When you compare the one I mention to something like this popular Trailex bbrand at nearly $1200, not delivered, there is no comparison. Not even close.


A prior post with some great ideas and picture links.

Aluminum is the first choice for coastal boaters. (there are hundreds of thousands of boats on the coast)

However these are actually submerged in the slat water when launching a boat.

One trailer you never see near salt water is steel.

Galvanized will rust out before aluminum.

However if you aren’t going to submerge the wheels in salt water steel would work.

That galvanized trailer down in Fla looks good. You won’t have to maintain galvanized or aluminum. Aluminum is also lightweight and can serve as a dolly.

They had some good aluminum ones at the Kayak festival in Charleston for $1200. They made them in the mid west, so not all the parts were rust proof like you see for salt water boats, so you wouldn’t want to submerge it in slat water.

(I would see no reason to submerge a kayak trailer in salt water)

Trailex, Rack and Roll, ECCKF
The East Coast Canoe and Kayak Festival in Charleston gave the opportunity to compare up close and personal (but without being able to actually drive one around behind a vehicle) the Trailex (mid-west trailers) and the Rack and Roll.

The Trailex brand is the most popular among the Lowcountry Paddlers (Charleston based paddling club) followed by homemade (steel-based) trailers. I haven’t seen any club members with a Rack and Roll.

Comparing suspension, quality of aluminum, initial price, weight, and ability to be stored, we chose last week to purchase the Rack and Roll.

Other than initial price, the Rack and Roll was clearly superior for our needs. YMMV.


Mt. Pleasant, SC

Can’t wait to stop lifting kayaks onto a roof.

I agree with betteweena
Aluminum is nice, but it’s hard to beat a galvinized trailer for half the price (or less if you do it yourself). Mine holds 4 kayaks plus a ton of gear in the box below. It’s a converted jonboat trailer that I got 15 years ago for $150. I used it for my jonboat for 9 years and converted it to a kayak trailer 6 years ago. I just replaced the axle, hubs, and springs for $250. I live near saltwater and use it near saltwater every weekend.

Ours is a one-snowmobile trailer
Triton Blizzard XT. Came with a long tongue (which we extended even more) and a nice marine plywood flatbed.
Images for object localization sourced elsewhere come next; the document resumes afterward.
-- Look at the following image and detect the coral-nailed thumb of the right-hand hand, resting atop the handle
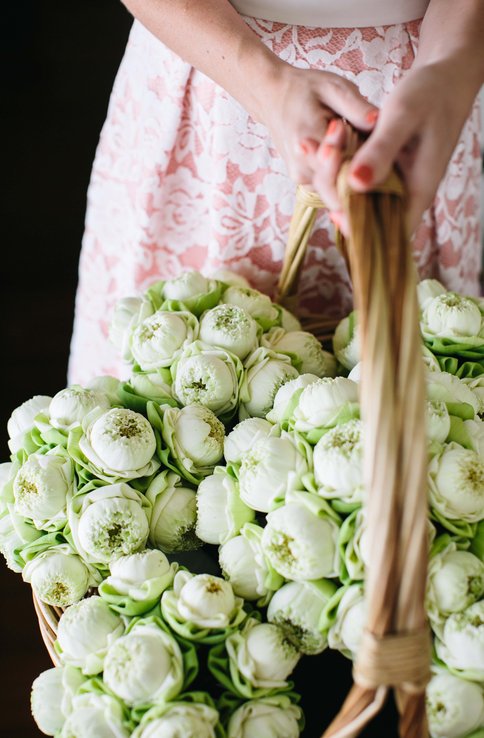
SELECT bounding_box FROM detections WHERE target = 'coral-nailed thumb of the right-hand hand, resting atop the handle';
[349,111,415,192]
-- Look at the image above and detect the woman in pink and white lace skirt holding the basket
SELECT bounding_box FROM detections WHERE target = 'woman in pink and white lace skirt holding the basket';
[70,0,484,383]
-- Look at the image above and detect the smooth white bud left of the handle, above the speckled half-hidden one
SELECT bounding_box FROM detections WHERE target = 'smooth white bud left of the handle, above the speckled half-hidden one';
[293,377,358,431]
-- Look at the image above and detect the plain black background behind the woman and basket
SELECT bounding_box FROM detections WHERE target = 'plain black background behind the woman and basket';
[0,0,396,738]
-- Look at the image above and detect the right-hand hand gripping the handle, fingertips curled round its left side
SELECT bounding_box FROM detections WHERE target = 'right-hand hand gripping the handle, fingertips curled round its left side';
[313,62,475,235]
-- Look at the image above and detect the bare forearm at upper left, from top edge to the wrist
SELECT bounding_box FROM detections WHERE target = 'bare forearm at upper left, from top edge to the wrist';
[122,0,281,120]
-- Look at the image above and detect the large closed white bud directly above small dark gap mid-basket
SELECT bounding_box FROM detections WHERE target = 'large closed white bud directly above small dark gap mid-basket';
[239,432,311,512]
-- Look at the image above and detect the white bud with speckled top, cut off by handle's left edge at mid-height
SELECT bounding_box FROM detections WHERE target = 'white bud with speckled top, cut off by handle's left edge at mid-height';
[313,420,363,503]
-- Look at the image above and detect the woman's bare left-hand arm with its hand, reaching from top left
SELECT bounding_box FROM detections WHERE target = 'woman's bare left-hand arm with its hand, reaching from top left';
[123,0,375,182]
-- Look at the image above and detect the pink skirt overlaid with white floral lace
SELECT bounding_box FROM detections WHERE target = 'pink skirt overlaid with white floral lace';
[69,18,481,383]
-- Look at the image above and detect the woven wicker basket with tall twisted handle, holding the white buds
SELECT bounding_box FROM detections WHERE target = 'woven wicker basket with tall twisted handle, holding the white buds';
[34,131,430,738]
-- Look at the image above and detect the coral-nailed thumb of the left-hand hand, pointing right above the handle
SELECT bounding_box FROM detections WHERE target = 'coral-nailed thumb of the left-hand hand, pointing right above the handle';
[321,72,379,131]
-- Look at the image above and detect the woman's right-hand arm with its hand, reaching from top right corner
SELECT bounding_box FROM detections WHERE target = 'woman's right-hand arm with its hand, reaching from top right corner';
[344,0,484,231]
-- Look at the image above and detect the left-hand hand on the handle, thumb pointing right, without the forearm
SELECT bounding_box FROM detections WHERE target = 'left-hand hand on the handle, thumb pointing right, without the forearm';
[256,62,378,196]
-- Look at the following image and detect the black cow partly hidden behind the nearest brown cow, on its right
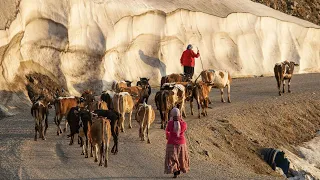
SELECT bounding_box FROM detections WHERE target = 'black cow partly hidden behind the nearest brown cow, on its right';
[93,110,120,154]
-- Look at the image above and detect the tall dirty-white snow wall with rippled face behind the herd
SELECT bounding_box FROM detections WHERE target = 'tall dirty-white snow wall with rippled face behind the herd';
[0,0,320,94]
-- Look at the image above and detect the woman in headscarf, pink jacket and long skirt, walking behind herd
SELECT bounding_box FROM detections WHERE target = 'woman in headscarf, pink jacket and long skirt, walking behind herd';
[164,108,190,178]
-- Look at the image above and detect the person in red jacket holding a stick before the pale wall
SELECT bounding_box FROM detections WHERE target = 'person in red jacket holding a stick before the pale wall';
[180,44,200,78]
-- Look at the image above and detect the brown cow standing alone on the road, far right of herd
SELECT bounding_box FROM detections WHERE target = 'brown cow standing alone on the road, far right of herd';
[274,61,299,96]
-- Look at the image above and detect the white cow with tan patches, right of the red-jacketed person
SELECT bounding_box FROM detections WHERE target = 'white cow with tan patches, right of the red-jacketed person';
[200,70,232,104]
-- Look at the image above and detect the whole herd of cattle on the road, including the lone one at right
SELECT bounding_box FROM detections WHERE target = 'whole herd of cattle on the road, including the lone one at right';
[31,61,295,167]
It is aluminum. $1000 new back in 2000.

We added crossbars made from padded 2x4 wood, but last week I paid a welder to make some custom steel brackets that I could attach round metal crossbars to (in this case, Yakima, but any crossbar could be fitted).

I took photos of the set-up before I disassembled the pieces so I could coat the steel brackets (Liquid Electrical Tape). Since Brett has just enabled posting photos here, later today I will make a gallery showing our trailer.

Pics would be good
I would love if some of you posted pics of your trailers so we can see what is out there.

Photo gallery of trailer is up!
Hey, am I the first (after Brent) to put one up?

Anyway, the crossbars are 58" long. We carry two kayaks on them, but if you use stackers you might be able to carry three kayaks on their sides. Or mod further to add a second level of racks. The trailer’s payload is something like 1300 lbs so no worries about maxing it out with kayaks.

It’s good for carrying other bulky things, too.

The photo with the yellow kayak shows the previous set-up, with padded wood crossbars. The other photos show the custom brackets.

nice pics
Thanks for the pics they are most appreciated.

Harbor Freight has some 4x8 utility trailers in the $250 range that you assemble yourself. Add a few 2x4s and some padding to have a custom, and lightweight kayak trailer. If your boats are more that about 14 feet, you may have to extend the tongue a little.

Aluminum is okay as long as you don’t ever intend to modify it. It’s hard to find anyone who welds aluminum because it emits a poisonous gas.

At any rate, for about $300 you can have a serviceable trailer that you can modify and weld to to your heart’s content.